Arte e storia in Friuli: il 23 maggio i Tiepolo Days fanno tappa tra San Daniele e Tolmezzo
Una giornata in due sedi per la rassegna 2026: mattina alla Guarneriana e nel Duomo di San Daniele, pomeriggio al Museo Carnico di Tolmezzo.
Il Friuli si ritaglia una giornata tutta dedicata al Settecento con un doppio percorso che unisce San Daniele del Friuli e Tolmezzo.
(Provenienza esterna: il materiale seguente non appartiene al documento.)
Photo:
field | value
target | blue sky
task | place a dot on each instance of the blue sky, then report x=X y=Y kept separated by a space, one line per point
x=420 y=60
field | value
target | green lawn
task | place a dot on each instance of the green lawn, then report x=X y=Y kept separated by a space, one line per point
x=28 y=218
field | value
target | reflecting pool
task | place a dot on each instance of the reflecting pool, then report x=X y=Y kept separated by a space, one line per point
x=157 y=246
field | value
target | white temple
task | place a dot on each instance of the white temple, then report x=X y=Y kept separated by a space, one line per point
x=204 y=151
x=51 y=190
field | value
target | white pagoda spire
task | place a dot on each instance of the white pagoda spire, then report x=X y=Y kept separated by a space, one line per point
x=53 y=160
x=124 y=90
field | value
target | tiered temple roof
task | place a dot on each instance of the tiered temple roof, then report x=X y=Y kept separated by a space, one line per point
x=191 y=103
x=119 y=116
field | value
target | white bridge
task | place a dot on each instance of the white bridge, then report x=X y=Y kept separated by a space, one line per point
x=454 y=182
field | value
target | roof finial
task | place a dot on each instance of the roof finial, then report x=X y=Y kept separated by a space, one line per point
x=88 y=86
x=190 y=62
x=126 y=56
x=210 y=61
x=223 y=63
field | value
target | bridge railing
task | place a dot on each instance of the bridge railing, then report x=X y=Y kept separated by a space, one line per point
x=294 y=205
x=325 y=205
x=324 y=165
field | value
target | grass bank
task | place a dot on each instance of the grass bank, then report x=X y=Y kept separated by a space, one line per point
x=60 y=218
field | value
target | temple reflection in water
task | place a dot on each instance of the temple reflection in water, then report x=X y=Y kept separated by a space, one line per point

Sabato 23 maggio la sesta edizione dei Tiepolo Days propone infatti due visite nello stesso giorno, pensate per mettere in dialogo patrimonio artistico, memoria storica e vicende del territorio.
L’iniziativa rientra nel calendario 2026 della manifestazione, in programma dal 5 marzo al 31 ottobre, che quest’anno porta il titolo “A many-splendoured thing” e sviluppa il tema “Tra leggerezza e gravità”. In Friuli l’appuntamento assume una fisionomia particolare, collegando due luoghi simbolici della cultura regionale.
San Daniele apre la giornata con la Guarneriana
Il primo ritrovo è fissato alle 10 nella Civica Biblioteca Guarneriana, in via Roma 1, a San Daniele del Friuli. L’incontro è dedicato a “Giusto Fontanini, le collezioni settecentesche della Guarneriana e i bozzetti di Tiepolo per la chiesa di Santa Maria della Fratta”.
Al centro della visita ci sarà il lascito di monsignor Fontanini, destinato alla comunità sandanielese come biblioteca pubblica accanto alla raccolta di Guarnerio. Un patrimonio che racconta non solo la storia della città, ma anche il ruolo che San Daniele ha avuto nella conservazione di fondi librari e testimonianze artistiche di grande rilievo.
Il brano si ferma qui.